Some are able to integrate intensive video gaming into their lives in a healthy way. Others find themselves entrenched in a cycle of compulsive play which can drain "real life" of joy, pleasure, and connection.
I've worked with many gamers in recent years and learned a great deal about their gaming lives. I also played World of Warcraft intensively for a year myself to see the effects first-hand, which I wrote about in my article for The Escapist "Physician Gank Thyself." The article drew a great deal of thoughtful reaction and commentary from The Escapist's community.
This made me think that the gaming community could use a place to reflect on the place of this hobby in their lives, and get feedback on their experiences and concerns both from an "expert," and from each other. So think of "Ask Dr. Mark" as a place to let it rip. What are your videogaming pet peeves? How do you understand the role of gaming in your lives? How do you deal with the reactions of parents, friends, and significant others? When does a great hobby become a big problem? Have you encountered difficult situations within a game?
As a sample, I offer the following comments from the article and my thoughts.
Don't Call Me An Addict!
I despise the idea that online games are an "addiction" and therefore universally bad.
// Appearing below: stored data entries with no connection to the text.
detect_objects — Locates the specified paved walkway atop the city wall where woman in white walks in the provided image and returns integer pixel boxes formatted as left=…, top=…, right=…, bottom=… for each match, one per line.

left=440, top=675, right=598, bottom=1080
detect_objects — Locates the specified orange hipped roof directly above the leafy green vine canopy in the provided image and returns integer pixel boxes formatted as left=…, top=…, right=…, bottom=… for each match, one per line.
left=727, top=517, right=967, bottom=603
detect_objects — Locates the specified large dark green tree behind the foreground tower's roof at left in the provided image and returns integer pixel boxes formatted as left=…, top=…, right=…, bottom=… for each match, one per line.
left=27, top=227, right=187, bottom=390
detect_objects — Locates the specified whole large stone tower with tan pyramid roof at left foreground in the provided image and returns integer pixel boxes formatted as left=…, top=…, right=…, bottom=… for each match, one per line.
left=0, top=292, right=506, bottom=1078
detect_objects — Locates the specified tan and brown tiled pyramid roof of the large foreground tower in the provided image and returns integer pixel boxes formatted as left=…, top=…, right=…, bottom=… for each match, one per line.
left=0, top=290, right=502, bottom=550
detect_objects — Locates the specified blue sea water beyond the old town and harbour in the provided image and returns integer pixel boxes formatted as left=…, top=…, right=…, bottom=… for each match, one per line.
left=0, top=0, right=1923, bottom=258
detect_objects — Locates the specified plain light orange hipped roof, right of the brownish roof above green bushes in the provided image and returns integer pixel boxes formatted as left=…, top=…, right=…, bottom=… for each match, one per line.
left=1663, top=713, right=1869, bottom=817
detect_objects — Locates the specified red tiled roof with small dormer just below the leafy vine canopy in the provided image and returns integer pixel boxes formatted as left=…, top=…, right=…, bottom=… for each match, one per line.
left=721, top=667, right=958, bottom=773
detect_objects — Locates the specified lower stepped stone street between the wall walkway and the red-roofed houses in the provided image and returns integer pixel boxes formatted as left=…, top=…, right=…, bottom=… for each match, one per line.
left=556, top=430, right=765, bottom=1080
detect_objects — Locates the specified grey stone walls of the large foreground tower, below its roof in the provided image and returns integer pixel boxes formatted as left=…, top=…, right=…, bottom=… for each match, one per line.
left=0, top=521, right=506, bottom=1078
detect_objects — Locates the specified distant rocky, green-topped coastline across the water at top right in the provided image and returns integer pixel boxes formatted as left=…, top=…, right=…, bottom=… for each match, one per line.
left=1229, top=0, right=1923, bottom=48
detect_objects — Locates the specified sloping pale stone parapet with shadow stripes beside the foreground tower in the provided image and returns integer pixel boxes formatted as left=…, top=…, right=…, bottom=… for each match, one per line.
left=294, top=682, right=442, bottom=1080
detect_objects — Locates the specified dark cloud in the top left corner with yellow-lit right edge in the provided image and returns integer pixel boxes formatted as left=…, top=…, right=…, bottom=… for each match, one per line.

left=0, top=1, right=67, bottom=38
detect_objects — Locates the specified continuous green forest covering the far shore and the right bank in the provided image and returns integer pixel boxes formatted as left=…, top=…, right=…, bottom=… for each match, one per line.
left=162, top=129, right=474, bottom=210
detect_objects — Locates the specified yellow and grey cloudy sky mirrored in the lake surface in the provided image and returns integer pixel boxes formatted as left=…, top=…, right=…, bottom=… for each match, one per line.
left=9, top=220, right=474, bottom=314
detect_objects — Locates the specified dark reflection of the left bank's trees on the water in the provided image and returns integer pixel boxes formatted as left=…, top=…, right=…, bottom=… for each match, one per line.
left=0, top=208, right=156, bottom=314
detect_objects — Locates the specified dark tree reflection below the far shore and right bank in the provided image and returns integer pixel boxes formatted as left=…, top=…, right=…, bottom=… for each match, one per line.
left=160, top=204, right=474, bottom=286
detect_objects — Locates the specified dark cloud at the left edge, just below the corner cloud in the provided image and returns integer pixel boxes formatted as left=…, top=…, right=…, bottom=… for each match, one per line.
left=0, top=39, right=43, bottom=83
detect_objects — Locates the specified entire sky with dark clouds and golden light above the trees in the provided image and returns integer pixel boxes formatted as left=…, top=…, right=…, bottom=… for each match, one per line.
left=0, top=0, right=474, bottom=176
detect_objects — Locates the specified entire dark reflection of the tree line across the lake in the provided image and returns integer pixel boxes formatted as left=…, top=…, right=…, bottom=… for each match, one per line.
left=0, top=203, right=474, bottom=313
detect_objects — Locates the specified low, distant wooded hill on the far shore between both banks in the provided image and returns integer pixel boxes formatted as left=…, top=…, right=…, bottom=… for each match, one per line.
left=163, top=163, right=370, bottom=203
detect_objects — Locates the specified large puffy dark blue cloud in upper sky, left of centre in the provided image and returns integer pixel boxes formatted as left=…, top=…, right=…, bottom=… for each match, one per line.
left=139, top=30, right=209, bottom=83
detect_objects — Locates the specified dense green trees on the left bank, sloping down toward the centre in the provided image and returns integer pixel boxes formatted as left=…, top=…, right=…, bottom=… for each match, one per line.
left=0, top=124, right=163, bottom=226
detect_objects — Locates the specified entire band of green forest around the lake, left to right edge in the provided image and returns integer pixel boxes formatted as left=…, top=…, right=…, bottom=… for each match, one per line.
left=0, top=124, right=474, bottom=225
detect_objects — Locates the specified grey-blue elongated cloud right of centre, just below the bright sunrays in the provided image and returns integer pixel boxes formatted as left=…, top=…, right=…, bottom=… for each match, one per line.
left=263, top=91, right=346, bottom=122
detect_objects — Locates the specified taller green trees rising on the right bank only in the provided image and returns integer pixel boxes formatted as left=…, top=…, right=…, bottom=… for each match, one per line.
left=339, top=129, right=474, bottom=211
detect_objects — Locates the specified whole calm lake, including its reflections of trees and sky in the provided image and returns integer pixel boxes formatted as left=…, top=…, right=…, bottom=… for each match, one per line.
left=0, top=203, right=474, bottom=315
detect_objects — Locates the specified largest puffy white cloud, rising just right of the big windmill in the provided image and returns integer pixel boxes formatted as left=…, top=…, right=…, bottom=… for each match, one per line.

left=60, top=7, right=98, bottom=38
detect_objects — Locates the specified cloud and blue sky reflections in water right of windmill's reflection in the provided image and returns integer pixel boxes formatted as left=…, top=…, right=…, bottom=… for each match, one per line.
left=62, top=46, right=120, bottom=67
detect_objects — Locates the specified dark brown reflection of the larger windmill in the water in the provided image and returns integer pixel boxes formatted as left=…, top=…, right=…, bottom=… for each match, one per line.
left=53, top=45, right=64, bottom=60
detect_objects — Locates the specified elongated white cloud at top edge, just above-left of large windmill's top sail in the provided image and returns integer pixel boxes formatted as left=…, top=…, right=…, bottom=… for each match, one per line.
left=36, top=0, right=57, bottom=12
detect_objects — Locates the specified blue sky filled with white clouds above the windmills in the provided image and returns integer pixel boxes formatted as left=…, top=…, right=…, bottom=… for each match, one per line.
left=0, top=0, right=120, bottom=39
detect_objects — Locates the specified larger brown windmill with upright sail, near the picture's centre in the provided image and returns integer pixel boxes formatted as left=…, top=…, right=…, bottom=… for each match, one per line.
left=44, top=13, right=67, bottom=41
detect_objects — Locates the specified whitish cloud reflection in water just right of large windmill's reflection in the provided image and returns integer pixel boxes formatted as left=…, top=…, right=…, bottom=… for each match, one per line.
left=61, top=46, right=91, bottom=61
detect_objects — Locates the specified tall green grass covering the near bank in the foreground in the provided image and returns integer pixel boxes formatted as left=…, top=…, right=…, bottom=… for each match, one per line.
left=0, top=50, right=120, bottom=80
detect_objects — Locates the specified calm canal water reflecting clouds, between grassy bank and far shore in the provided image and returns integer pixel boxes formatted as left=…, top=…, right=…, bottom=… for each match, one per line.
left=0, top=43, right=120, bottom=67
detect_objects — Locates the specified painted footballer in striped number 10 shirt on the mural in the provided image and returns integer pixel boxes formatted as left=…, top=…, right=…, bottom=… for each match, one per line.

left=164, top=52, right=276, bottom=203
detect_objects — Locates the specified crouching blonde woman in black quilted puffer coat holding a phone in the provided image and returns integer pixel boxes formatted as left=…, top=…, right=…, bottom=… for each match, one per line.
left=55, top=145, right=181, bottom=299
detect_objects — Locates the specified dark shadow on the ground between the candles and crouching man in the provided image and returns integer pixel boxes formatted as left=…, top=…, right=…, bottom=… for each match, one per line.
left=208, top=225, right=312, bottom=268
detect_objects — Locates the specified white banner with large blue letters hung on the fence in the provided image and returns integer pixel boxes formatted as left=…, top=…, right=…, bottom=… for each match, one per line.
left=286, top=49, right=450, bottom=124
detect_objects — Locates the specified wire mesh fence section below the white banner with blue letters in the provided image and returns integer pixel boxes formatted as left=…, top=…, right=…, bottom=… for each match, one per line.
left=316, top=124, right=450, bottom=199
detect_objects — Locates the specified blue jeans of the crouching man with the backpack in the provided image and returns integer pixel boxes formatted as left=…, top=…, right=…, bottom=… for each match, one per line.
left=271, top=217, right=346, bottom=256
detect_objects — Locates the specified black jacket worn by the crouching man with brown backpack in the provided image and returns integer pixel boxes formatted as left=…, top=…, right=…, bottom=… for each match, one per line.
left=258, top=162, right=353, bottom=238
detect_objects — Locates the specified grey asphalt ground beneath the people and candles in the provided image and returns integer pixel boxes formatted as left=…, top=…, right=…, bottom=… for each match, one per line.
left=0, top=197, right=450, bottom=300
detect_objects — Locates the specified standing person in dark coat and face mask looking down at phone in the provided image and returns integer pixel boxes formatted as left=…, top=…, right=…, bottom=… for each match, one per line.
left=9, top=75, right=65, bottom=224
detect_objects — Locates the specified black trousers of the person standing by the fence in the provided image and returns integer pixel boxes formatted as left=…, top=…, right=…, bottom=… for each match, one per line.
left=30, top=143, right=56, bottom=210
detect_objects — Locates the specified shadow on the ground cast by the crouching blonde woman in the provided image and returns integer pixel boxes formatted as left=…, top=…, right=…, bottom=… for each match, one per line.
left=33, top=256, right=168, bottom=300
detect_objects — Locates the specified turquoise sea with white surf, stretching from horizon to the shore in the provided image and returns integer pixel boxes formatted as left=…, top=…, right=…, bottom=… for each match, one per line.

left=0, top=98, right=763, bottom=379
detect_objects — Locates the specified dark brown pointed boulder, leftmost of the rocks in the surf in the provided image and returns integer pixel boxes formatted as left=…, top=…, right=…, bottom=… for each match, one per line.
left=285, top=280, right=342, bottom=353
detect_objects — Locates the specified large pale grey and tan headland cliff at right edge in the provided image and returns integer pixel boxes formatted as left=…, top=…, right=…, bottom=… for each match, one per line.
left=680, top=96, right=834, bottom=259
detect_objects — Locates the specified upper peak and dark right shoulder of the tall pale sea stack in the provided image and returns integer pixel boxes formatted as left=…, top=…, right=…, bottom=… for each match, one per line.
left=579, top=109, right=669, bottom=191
In MY opinion, everyone should be given the opportunity to exhibit personal responsibility.If you know you are prone to play a game to the point that it becomes unhealthy, you should have the personal responsibility to limit your play time or stop playing altogether. Too many people blame the GAME for their own lack of self control.
The point which the article dances around is people play online games because they are FUN, not because they possess some mystical power of mind control. WoW is only a skinner box if you have the mindset of a lab rat.
Those people who cannot control themselves will play until it ruins their lives. Then when they realize what they've done they BLAME THE GAME for THEIR actions. YOU stayed up all night, YOU spent the welfare checks on internet bills, and YOU ruined your life. The game didn't do that, YOU DID. Those people then go around telling other people that the game is evil and bad, and that nobody should play it ever.
The fact is there ARE responsible people in the world (such as myself) who CAN control their lives and play games they enjoy at the same time. Those people do not need to be chastised or regulated because some lab rat dropped out of college.
I played WoW for years. Before that I played many other MMOs including Ultima Online and EverQuest. I enjoy playing MMORPGs. I also have a wife, a job, and a degree. I have never let a game interfere with my responsibilities.
I stopped playing WoW, not because I was addicted and needed an intervention, but because I became bored with the game. Do heroine addicts get bored of shooting up? Do crackheads get bored of smoking crack? No.
The "game addiction" is a lie made up by people seeking to blame an outside influence for their own destructive behavior. If you screw up, admit it. Blame yourself for your own mistakes. Stop using the game as your scapegoat. Stop telling people how to manage their lives when you cannot manage your own. Stop stereotyping all MMO gamers as hopeless addicts who have no self control. Just stop.
You raise the important question of whether WoW or videogaming can be thought of as addictive behavior. Just because you and others are responsible and can control themselves doesn't mean it isn't addictive. I can control my drinking and I don't use crack - does this mean there aren't alcoholics or crack addicts? On the other hand, I sympathize with the notion that gaming is something we choose to do and something we can stop. I guess you could say the same about alcohol or crack, but we assume these to have physiological effects that create a physical dependence, so we think its not a matter of will that someone stops or not.